First broadcast on TSN (the Canadian version of ESPN) on May 26 and CTV on May 31, it has aired in repeats on TSN2. As a side note, it aired with French subtitles on RDS (Reseau de Sports), also part of the TSN family of networks. Having gathered game footage in Edmonton, Toronto and Winnipeg, Hart builds on the momentum from the 2012 London Summer Games, where Canada earned a bronze medal, the first in Canadian women’s soccer history. Of note, Edmonton served as the backdrop for Canada prevailing over South Korea in a friendly.

Contests in Toronto and Winnipeg highlighted the growing rivalry between Canada and the US. With a sold-out crowd at BMO Field in Toronto, the emotions of fans and players alike punctuates the perfect picture of patriotism while showcasing the growing impact of female sport in Canada.

Taking into account that Canada struggled through a last place finish at the 2011 FIFA Women’s World Cup, the last three years have represented a dramatic turnaround.
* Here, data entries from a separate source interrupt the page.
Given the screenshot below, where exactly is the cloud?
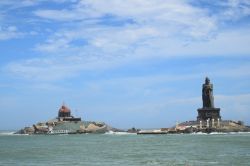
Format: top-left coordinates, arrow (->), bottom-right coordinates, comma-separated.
34,0 -> 217,39
2,0 -> 250,82
0,0 -> 78,41
4,28 -> 250,82
0,0 -> 44,13
219,0 -> 250,20
4,57 -> 79,81
34,9 -> 80,21
0,26 -> 23,40
153,28 -> 250,57
216,93 -> 250,122
32,0 -> 250,56
190,0 -> 250,21
0,0 -> 72,9
216,93 -> 250,105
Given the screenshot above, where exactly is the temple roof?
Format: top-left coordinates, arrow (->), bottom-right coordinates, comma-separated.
59,104 -> 71,113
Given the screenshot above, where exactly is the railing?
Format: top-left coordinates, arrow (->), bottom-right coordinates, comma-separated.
48,130 -> 71,134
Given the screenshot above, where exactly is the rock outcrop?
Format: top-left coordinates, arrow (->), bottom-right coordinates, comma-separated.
15,120 -> 121,135
15,103 -> 122,135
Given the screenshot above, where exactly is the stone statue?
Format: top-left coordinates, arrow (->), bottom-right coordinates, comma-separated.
202,77 -> 214,108
197,77 -> 221,122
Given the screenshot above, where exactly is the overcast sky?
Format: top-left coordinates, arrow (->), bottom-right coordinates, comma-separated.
0,0 -> 250,130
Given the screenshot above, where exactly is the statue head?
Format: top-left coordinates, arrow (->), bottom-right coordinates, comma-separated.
205,77 -> 210,84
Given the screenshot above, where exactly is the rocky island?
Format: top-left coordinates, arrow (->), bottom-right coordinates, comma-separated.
138,77 -> 250,134
15,103 -> 122,135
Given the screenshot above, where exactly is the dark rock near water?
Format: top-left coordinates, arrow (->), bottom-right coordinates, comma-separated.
127,127 -> 140,133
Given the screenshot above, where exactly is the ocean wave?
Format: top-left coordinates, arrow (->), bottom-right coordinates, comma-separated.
209,132 -> 227,135
0,131 -> 15,135
209,132 -> 250,135
191,132 -> 207,135
0,131 -> 30,136
228,131 -> 250,134
104,131 -> 136,135
191,131 -> 250,135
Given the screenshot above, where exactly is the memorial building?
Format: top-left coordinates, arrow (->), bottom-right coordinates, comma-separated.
58,103 -> 81,122
197,77 -> 221,127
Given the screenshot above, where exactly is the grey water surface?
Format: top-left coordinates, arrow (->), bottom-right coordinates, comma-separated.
0,132 -> 250,166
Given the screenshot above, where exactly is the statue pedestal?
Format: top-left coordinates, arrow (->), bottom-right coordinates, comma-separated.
197,107 -> 221,122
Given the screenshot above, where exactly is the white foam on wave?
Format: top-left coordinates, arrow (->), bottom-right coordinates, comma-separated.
105,131 -> 136,135
228,131 -> 250,134
105,131 -> 250,136
0,131 -> 15,135
210,132 -> 250,135
0,131 -> 30,136
209,132 -> 227,135
191,131 -> 250,135
191,132 -> 207,135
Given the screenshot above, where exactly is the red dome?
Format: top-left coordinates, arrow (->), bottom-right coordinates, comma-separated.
59,105 -> 71,113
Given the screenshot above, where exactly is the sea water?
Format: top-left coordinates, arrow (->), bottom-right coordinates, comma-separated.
0,132 -> 250,166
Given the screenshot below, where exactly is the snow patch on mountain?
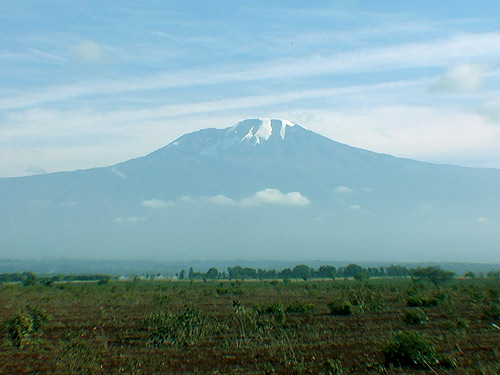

Not only does the crowd support in Toronto and Winnipeg (where they once drew 350 fans to a 1990 game featuring Canada’s women) emphasize the impact of said turnaround, but an exhibition match at York University where Canada defeated world ranked number 5 Sweden serves to strengthen the team’s confidence, perfectly captured behind Hart’s lens.

As an intimate window into the lives of athletic women putting soccer on Canada’s sporting map, RISE bestows the same heroic recognition once reserved only for male athletes. Proving to be an invaluable archive, a chronicle that shall stand up over time, its greatest victory may be the number of girls that may decide to start playing the game, growing up with the hope of emulating the likes of Kyle, Matheson, Sesselmann, Sinclair and Tancredi, among others.